# New Lathe in the Shop



## xo18thfa (Jan 2, 2008)

Recently got a brand new Grizzly G4000 lathe for the shop. It’s a 9 x 20 import and came with pretty much with all the needed big accessories. Grizzly had a sale this spring with free shipping. Here she is, all set up and ready to go:










It looks like a good machine over all and I think it will do fine for me. I plan to install a quick change tool post and get a 6” diameter 4-jaw chuck to go along with the 8” 4-jaw that came with it. Also need to get a drill bit chuck for the tailstock. For some reason, Grizzly does not include those.

The old Atlas 6” still commands a place of respect in the shop. In fact, the 6” ended up with the new bench. I am thinking the Atlas will stay set-up with the 3-jaw chuck and the Grizzly with the 4-jaw.










A very welcome addition to the shop is a good chest of drawers. Now I can put all the stuff away, at least for a while. 

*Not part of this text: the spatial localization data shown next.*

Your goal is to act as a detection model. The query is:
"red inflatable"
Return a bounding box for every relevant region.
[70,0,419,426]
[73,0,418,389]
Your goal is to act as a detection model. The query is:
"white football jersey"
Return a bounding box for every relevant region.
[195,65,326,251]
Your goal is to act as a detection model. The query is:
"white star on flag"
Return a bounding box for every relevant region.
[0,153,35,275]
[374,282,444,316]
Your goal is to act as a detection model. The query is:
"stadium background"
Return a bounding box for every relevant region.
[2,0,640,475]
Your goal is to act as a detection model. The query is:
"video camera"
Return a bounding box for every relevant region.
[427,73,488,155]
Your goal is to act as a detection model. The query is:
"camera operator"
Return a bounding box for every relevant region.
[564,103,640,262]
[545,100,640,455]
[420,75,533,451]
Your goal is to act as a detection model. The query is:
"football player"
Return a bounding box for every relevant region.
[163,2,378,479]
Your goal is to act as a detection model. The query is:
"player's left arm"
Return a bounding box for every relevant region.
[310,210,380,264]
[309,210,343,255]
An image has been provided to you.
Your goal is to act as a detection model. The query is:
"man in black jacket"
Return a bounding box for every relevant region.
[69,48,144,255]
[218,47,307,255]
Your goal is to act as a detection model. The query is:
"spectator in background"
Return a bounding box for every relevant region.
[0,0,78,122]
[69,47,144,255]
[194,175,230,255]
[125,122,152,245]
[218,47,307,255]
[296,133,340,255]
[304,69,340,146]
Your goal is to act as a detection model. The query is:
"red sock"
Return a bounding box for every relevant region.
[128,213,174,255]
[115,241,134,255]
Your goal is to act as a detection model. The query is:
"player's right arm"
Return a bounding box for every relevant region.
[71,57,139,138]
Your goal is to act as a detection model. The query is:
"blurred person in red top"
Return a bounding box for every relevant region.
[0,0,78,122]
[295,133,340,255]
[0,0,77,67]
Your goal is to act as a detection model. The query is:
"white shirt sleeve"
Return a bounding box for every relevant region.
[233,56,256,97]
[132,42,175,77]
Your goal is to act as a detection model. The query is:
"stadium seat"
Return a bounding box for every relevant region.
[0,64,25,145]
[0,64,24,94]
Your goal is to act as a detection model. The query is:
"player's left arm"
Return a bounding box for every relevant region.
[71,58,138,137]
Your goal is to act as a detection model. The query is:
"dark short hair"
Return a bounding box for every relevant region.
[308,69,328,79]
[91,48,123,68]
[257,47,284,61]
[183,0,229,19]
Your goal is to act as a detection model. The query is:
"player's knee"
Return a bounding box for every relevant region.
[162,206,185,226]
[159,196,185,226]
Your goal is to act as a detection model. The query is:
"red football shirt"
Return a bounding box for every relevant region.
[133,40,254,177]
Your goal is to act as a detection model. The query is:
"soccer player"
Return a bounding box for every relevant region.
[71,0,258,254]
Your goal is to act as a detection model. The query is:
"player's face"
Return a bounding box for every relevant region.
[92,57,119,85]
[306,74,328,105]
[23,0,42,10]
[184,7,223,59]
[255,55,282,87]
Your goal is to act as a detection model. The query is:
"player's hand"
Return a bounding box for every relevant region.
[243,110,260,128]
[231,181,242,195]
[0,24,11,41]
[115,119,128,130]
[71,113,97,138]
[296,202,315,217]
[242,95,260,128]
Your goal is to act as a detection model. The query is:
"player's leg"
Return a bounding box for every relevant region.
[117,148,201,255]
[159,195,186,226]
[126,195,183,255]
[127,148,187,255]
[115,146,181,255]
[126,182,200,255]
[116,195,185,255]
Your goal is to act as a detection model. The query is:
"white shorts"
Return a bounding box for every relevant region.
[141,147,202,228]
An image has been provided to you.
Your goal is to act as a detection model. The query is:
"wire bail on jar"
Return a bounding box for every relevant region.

And, of course the bench is clean. Not often that happens:










I am thinking about getting one of these grinders from Harbor Freight:










I like the heavy adjustable tables. They would work great for grinding lathe tools.


----------



## SteveC (Jan 2, 2008)

Very nice Bob


----------



## KYYADA (Mar 24, 2008)

Hello: 

There are plenty of web sites that have plans for upgrades for that lathe. The first one I made was to change the two bolt compound clamp plate to a four bolt one. I think that is one of the most useful updates....Some make a mount where they can take the compound slide off completely when they don't need it. The compound slide is a source for alot of flexing on these lathes. Strange enough my lathe gave me alot of problems ( runout ) and the culprit was the chuck backplate ( 3 jaw scroll ) was machined poorly. I bought a new one and it works great I machined it right on the spindle. Just some things to check on your new lathe. 

Johnny


----------



## Les (Feb 11, 2008)

Bob,

I bought one of those big grinders last spring for the very reason you mentioned, plus the easier adjustability of the tables for different angles on other tools. I haven't had mine on yet as my health took a sinking spell--along with my hot water tank and associated plumbing to the tune of some $1100. I don't do good in hot weather. I do worse with plumbing.

That looks like a very nice lathe. I hear good things about Grizzly, but I know nothing firsthand. I got one of the HF 7 x10's just before the grinder--it's in the same situation for the same reason.

Les

My short-term memory is not as sharp as it used to be. Also, my short-term memory is not as sharp as it used to be.


----------